Or maybe it’s not as important to him anymore. At first he was this cute little thing, the last into the group and anxious not to get cast aside like the boy he’d replaced. Full of slightly shy smiles, hunched up tight in the corner of the car and watching with big green eyes. Quiet, taking them in. For a while Justin hated him because that staring got on his nerves and convinced him, with the utter paranoia of a thirteen year old, that Lance thought he was better than the rest of them.
It took months to coax him out into talking regularly, that low slow voice rolling through the car like honey or smoke or fog. Lance talked and they took notice, gave it extra importance because if he’d bothered to say it, it had to be worth something. He was just starting to warm up and get comfortable when it all changed.
First the collapse, that long awful sickness that had the rest of them scared shitless because seriously, all the life drained out of him. He was too sick to even look miserable, just sat there looking shell-shocked no matter how long Chris sat there telling him cheerfully raunchy stories or how hard Justin gripped his hand like he could make him cry uncle and get better.
And then, Lou and the lawsuit. Joey lost track of him then, because if it fucked Lance up, it fucked him up quietly. Joey was busy trying to keep Chris from punching holes in hotel walls or Justin from launching himself across the rail during the hearing or JC from looking so goddamn crumpled half the time. If Lance wanted to sit there and smolder, fine, as long as it was non-violent and healthy smoldering.

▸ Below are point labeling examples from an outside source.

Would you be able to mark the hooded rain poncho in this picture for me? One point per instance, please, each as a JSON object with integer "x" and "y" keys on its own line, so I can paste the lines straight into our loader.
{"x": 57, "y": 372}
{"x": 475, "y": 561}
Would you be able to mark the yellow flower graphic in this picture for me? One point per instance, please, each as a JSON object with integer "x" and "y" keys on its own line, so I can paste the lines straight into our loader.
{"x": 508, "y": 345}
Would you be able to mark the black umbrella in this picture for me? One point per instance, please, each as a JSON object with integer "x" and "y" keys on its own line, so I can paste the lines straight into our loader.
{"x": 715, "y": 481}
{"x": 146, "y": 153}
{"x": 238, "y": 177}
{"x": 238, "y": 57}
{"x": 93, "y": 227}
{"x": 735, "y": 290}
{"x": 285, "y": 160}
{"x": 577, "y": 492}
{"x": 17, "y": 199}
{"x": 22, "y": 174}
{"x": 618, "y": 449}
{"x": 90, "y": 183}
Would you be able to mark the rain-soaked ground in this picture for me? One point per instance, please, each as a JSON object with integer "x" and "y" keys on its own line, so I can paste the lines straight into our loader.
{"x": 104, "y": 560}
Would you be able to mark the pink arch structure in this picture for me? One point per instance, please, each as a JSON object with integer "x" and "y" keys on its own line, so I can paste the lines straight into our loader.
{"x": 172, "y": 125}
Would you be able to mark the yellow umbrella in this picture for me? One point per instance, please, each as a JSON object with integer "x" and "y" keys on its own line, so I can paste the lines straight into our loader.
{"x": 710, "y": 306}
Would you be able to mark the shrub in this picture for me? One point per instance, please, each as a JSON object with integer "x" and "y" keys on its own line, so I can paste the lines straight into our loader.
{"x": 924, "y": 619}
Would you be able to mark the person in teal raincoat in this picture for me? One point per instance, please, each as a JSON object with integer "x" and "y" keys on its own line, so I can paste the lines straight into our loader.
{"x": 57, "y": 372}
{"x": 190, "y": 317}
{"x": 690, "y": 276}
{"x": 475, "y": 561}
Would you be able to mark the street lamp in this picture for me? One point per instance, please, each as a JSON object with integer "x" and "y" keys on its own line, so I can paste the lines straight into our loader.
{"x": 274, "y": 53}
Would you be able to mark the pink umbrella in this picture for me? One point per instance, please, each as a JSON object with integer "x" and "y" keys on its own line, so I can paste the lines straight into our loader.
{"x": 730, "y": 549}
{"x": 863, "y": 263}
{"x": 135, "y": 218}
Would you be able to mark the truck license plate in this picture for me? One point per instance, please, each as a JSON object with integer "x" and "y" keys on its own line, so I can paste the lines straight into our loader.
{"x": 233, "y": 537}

And then Joey turned around again, and the green-eyed gawky chubby kid from Mississippi was gone. Instead, there was lean muscle and lopsided smiles and this eerie ability to lie through his teeth without blinking. He was the publicist, the business-man, the Hollywood connection. He looked at everything like the lawyers, polite and ruthless detachment. The world was funny, the sort of funny where you didn’t laugh so much as smile grimly and build the walls higher.
It’s not a perfect wall. There are cracks. Sometimes he still trips and stares at his feet with open disgust. Sometimes he plays along with them, laughs at Chris’s horrible jokes and thumb wrestles with Joey, plays basketball with Justin, curls up on the couch and watches TV until JC falls asleep on his shoulder. Sometimes he lets his guard down. Those are the exception, though.
He does what he has to with them, but beyond that he sits in the back of the bus and stares at the screen of his laptop and ignores them. Most nights Joey can hear him typing, long after everyone else has given up and collapsed.
So Joey tried to reach him there.
It made perfect sense to do it, but Joey was left awake and staring at the ceiling as he waited for the reaction. He wasn’t quite sure what he was expecting. A howl of outrage? Laughter? Or maybe, worst, no reaction at all. Just silence and the heavy weight of those green eyes in the morning.
Joey stared at the red block numbers on the clock, watching them tick towards 11. He could hear Lance’s footsteps as he began padding down the narrow hallway, right on time as always. He could hear the chair creak as Lance sat down, the soft click of his laptop being opened, the whir of it coming alive beneath Lance’s fingers. A moment later, the soft click of Lance’s fingers on the keys began.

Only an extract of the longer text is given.